Grounds of law 2, 3 and 5 can be dealt with together as the argument of the applicants on these grounds is in a [*2602] nutshell that the sub judice decision contravenes Article 24 of the Constitution in that the calculation and imposition of the tax was not made in accordance and in proportion to the financial means of the applicants, but it was made on the basis of the needs of the respondents; that the tax imposed on each applicant was unreasonably increased in comparison to the previous year and that the respondents carried no inquiry into their financial means.
My answers to the submissions of counsel on these grounds of law are:
(a) The tax imposed was calculated and imposed on the basis of the annual earnings of each applicant in accordance with the scales provided by bye-law 185 as amended. Therefore, each applicant was asked to contribute towards the public burdens according to his means.
(b) The increased tax was not an arbitrary one as it was imposed under the authority of a law (bye-law 185 as amended), and
(c) The only inquiry that the respondents could carry out was to ask the employer of the applicants to give them their annual earnings which the respondents did.
In the result, these grounds of law also fail.
The next ground of law upon which I am called to decide is that of discrimination against the applicants, contrary to the provisions of Article 28 of the Constitution.
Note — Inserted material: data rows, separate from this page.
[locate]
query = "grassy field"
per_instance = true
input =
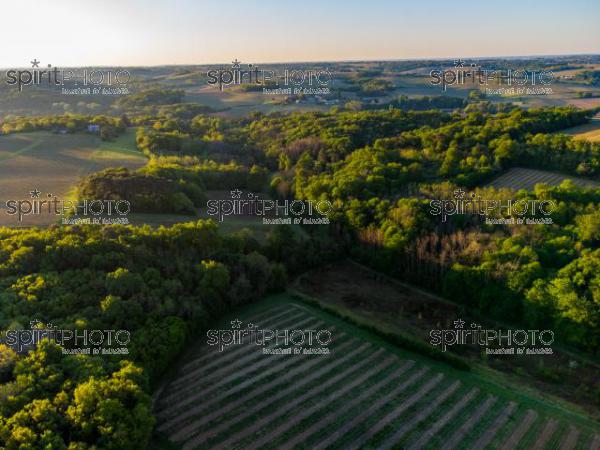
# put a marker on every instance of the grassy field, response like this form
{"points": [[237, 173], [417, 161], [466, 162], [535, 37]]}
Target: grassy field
{"points": [[55, 163], [365, 393], [520, 178], [589, 131]]}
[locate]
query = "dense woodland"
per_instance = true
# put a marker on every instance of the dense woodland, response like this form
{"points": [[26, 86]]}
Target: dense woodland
{"points": [[380, 168]]}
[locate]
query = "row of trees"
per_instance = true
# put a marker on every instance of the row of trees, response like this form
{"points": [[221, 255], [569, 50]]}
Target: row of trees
{"points": [[161, 285]]}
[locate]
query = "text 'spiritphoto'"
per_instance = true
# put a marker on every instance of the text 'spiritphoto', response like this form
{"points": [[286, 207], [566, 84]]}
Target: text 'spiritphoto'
{"points": [[329, 225]]}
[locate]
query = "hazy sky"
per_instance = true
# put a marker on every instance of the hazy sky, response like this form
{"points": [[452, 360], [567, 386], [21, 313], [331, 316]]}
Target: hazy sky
{"points": [[153, 32]]}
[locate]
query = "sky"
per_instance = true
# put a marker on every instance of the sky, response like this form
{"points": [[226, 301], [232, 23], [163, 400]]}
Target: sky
{"points": [[157, 32]]}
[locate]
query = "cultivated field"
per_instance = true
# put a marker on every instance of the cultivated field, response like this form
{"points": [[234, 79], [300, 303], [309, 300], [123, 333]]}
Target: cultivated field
{"points": [[364, 394], [54, 163], [519, 178], [589, 131]]}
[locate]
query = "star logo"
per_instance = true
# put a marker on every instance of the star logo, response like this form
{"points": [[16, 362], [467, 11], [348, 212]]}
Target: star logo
{"points": [[459, 193]]}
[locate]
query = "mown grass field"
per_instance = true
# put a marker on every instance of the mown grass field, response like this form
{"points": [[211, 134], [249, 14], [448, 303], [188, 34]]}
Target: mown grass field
{"points": [[54, 163], [365, 394], [520, 178]]}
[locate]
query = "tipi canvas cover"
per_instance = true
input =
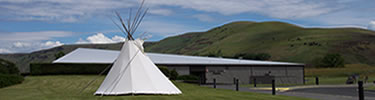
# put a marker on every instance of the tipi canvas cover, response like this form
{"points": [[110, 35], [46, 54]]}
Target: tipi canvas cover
{"points": [[134, 73]]}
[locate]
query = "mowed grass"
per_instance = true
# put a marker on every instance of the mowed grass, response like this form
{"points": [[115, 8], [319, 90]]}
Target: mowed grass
{"points": [[331, 76], [67, 87]]}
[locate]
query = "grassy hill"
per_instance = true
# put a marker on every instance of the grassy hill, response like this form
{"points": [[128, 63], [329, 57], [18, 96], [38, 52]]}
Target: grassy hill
{"points": [[68, 87], [283, 41]]}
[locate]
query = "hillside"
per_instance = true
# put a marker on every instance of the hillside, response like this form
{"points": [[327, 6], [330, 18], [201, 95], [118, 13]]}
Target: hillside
{"points": [[283, 41]]}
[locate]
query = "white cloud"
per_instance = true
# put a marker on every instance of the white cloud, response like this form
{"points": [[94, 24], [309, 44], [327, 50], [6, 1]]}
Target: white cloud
{"points": [[371, 25], [52, 44], [100, 38], [204, 17], [21, 44], [33, 36], [287, 9], [165, 28], [164, 12], [73, 10], [29, 46], [60, 10], [2, 50]]}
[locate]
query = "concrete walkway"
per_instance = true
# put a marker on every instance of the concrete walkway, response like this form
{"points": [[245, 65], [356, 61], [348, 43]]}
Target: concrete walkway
{"points": [[321, 92]]}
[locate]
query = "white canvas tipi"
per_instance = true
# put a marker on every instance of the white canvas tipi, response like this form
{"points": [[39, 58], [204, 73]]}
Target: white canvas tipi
{"points": [[133, 72]]}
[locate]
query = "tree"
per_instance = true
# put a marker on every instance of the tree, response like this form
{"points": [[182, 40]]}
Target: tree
{"points": [[59, 54], [332, 60]]}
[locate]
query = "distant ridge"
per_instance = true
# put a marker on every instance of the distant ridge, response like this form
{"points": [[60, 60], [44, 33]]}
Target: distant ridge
{"points": [[283, 41]]}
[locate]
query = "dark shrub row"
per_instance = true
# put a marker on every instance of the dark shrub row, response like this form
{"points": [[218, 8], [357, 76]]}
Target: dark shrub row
{"points": [[187, 77], [61, 69], [7, 80]]}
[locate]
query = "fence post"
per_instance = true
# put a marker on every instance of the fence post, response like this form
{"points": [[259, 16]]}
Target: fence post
{"points": [[360, 90], [273, 87], [200, 81], [237, 85], [214, 82], [255, 82]]}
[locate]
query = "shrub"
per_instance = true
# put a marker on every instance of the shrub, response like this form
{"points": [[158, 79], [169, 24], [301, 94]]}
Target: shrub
{"points": [[165, 71], [7, 67], [174, 74], [7, 80], [332, 60], [61, 69], [59, 54], [187, 77]]}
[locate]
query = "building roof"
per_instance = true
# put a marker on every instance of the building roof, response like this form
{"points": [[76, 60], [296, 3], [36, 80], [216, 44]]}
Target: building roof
{"points": [[85, 55]]}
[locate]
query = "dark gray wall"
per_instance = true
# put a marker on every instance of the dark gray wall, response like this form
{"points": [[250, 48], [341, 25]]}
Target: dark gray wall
{"points": [[225, 74]]}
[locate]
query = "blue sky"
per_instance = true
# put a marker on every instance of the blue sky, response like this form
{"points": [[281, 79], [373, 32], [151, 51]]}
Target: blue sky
{"points": [[30, 25]]}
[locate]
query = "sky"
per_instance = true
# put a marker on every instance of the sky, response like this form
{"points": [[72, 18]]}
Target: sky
{"points": [[31, 25]]}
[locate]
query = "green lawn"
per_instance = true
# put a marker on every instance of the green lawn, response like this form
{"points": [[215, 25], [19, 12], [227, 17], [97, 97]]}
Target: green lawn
{"points": [[68, 87]]}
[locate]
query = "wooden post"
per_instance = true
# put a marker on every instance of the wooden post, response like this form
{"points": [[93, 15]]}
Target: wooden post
{"points": [[237, 85], [273, 87], [360, 90], [255, 82], [200, 81], [214, 83]]}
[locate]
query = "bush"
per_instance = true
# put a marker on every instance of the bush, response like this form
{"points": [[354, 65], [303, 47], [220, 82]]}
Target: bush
{"points": [[7, 80], [59, 54], [7, 67], [174, 74], [61, 69], [165, 71], [187, 77], [332, 60]]}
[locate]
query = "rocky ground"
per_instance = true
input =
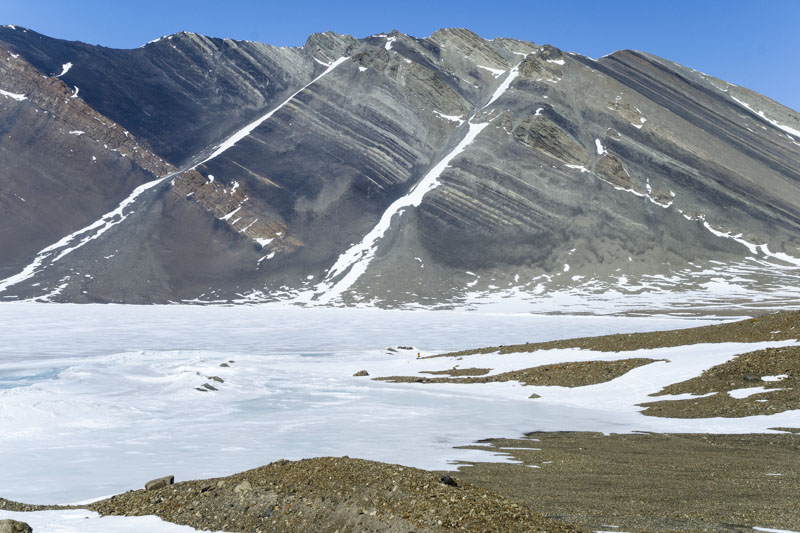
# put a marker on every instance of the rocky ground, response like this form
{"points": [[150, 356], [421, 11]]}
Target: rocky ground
{"points": [[651, 482], [574, 374], [568, 481], [773, 327], [328, 494]]}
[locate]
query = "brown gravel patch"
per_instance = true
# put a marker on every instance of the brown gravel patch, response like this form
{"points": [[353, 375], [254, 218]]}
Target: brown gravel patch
{"points": [[328, 494], [778, 326], [651, 482], [458, 372], [574, 374], [741, 372]]}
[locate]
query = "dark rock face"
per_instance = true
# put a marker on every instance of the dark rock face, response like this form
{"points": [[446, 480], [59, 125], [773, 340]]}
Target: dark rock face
{"points": [[389, 169]]}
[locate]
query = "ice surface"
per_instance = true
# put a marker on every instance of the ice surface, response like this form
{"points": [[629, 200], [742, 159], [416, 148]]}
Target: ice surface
{"points": [[13, 96], [98, 399], [85, 521]]}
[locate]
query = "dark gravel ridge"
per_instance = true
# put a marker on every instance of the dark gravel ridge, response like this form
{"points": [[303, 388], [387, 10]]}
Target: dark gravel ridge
{"points": [[742, 372], [326, 494], [778, 326]]}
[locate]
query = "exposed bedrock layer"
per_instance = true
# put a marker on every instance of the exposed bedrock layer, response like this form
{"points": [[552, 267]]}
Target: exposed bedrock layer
{"points": [[582, 169]]}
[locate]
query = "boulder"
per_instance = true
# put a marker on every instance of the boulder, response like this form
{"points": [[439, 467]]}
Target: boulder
{"points": [[159, 483]]}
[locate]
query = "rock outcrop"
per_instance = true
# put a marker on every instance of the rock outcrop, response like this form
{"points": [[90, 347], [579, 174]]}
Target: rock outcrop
{"points": [[390, 169]]}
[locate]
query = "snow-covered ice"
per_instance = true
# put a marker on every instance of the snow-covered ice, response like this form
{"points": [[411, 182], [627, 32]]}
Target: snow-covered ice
{"points": [[98, 399], [84, 521]]}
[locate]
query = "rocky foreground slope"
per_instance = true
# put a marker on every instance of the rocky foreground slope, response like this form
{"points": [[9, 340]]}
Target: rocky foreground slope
{"points": [[390, 169]]}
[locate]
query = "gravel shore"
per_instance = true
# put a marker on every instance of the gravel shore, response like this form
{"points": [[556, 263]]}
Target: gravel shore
{"points": [[560, 482]]}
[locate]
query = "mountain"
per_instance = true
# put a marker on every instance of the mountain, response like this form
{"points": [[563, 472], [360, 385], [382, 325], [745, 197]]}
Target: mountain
{"points": [[389, 170]]}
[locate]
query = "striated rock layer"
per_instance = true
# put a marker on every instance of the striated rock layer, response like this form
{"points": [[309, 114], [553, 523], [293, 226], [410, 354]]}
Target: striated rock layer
{"points": [[389, 169]]}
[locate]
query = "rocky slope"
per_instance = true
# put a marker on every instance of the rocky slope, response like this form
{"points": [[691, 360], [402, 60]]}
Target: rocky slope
{"points": [[397, 170]]}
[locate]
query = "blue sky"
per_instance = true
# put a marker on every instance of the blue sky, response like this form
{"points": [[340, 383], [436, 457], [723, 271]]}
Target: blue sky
{"points": [[752, 43]]}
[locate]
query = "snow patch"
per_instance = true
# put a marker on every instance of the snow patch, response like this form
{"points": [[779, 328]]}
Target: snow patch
{"points": [[761, 114], [600, 149], [750, 391], [496, 72], [451, 118], [354, 262], [578, 167], [64, 69], [13, 96], [512, 75], [85, 521], [247, 130]]}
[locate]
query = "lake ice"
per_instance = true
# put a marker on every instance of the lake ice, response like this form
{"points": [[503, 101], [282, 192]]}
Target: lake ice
{"points": [[96, 400]]}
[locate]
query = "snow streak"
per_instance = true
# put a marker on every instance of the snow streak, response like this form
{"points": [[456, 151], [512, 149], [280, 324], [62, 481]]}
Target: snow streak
{"points": [[247, 130], [77, 239], [354, 262]]}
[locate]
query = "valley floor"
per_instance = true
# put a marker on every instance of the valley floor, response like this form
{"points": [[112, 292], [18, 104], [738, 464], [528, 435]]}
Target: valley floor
{"points": [[714, 449]]}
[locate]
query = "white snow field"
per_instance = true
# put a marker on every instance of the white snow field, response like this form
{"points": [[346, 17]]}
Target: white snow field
{"points": [[98, 399]]}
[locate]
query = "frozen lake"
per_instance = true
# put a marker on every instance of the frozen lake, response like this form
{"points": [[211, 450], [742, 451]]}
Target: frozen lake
{"points": [[96, 400]]}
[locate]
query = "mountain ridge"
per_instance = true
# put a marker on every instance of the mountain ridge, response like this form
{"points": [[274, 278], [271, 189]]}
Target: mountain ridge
{"points": [[581, 167]]}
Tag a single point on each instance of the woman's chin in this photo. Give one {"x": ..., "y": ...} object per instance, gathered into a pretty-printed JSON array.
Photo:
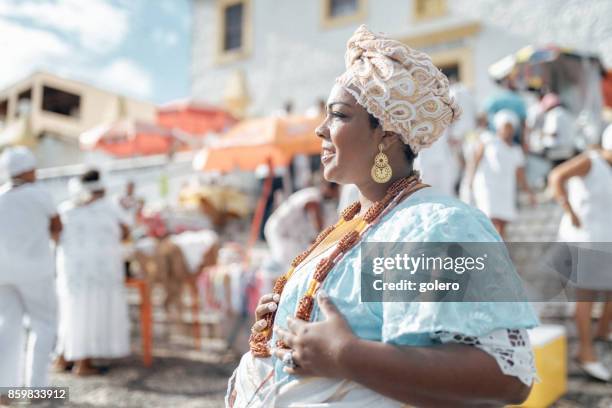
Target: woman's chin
[{"x": 330, "y": 173}]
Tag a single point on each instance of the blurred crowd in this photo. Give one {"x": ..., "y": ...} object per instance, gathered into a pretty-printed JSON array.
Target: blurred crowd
[{"x": 485, "y": 158}]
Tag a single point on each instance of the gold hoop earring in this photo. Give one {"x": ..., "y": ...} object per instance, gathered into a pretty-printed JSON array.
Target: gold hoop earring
[{"x": 381, "y": 171}]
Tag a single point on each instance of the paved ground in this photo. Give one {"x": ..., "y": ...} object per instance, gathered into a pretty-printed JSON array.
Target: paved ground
[{"x": 183, "y": 377}]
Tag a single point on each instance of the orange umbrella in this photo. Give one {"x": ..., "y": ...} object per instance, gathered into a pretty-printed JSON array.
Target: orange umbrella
[
  {"x": 131, "y": 138},
  {"x": 256, "y": 141}
]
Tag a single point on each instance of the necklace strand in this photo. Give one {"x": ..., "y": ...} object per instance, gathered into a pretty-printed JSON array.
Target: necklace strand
[{"x": 258, "y": 341}]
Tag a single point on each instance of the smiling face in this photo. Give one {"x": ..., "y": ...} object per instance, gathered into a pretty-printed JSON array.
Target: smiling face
[{"x": 349, "y": 142}]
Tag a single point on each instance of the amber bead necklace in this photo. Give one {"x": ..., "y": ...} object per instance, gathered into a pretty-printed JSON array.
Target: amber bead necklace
[{"x": 258, "y": 341}]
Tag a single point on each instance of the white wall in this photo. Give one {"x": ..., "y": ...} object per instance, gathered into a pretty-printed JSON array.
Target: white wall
[{"x": 294, "y": 58}]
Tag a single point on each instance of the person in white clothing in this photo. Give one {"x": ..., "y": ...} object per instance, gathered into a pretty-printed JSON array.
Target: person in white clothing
[
  {"x": 583, "y": 187},
  {"x": 498, "y": 165},
  {"x": 297, "y": 221},
  {"x": 29, "y": 221},
  {"x": 439, "y": 166},
  {"x": 94, "y": 319},
  {"x": 558, "y": 130}
]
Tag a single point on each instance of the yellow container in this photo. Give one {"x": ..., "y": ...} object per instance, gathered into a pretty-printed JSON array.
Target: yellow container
[{"x": 549, "y": 343}]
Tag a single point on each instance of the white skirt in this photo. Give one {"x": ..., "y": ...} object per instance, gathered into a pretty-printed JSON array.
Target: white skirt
[
  {"x": 308, "y": 392},
  {"x": 94, "y": 323}
]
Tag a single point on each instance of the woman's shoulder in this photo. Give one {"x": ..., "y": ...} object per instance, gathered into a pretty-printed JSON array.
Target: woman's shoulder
[{"x": 431, "y": 216}]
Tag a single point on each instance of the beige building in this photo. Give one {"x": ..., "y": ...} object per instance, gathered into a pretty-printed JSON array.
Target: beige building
[
  {"x": 266, "y": 53},
  {"x": 48, "y": 113}
]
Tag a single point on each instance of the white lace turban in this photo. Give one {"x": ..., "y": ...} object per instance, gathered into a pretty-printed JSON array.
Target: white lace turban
[
  {"x": 606, "y": 139},
  {"x": 400, "y": 86},
  {"x": 17, "y": 160}
]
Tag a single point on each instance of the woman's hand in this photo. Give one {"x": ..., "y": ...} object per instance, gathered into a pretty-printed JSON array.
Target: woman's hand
[
  {"x": 317, "y": 348},
  {"x": 574, "y": 218},
  {"x": 267, "y": 304}
]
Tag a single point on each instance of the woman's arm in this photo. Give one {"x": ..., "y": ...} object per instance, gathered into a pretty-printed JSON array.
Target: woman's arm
[
  {"x": 475, "y": 163},
  {"x": 578, "y": 166},
  {"x": 443, "y": 375}
]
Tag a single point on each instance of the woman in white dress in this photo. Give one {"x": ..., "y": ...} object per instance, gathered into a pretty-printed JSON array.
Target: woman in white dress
[
  {"x": 498, "y": 165},
  {"x": 583, "y": 187},
  {"x": 93, "y": 307}
]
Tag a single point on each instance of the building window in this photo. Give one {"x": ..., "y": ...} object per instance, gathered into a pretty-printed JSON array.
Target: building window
[
  {"x": 457, "y": 63},
  {"x": 61, "y": 102},
  {"x": 232, "y": 37},
  {"x": 234, "y": 29},
  {"x": 24, "y": 102},
  {"x": 451, "y": 70},
  {"x": 336, "y": 13},
  {"x": 428, "y": 9},
  {"x": 3, "y": 111},
  {"x": 341, "y": 8}
]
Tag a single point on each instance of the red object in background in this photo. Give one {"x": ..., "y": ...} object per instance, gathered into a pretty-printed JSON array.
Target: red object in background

Counsel for the applicants contended that in the case of the applicants a high amount of tax was imposed, whilst on other persons, with higher earnings, a lesser amount was imposed. Although the list of all persons on whom professional tax was imposed by the respondents, containing, also, the amount paid by each person, was made available to counsel for the applicants, she failed to point out any instance of the alleged discrimination against the applicants vis a vis other persons in the same annual salary or income bracket. As a result, this ground must be dismissed.
The last ground of law that remains to be considered is [*2603] the reasoning of the sub judice decision. What amounts to due reasoning is always a question of degree. I find that the letter of the 16th December, 1980, informing the applicants that the tax in question was imposed on the basis of their annual earnings, as declared by their employers, provides the due reasoning required in the circumstances of the case.
In the result, this recourse fails and is hereby dismissed.
The applicants to pay the costs of this recourse.
Recourse dismissed with costs against applicants.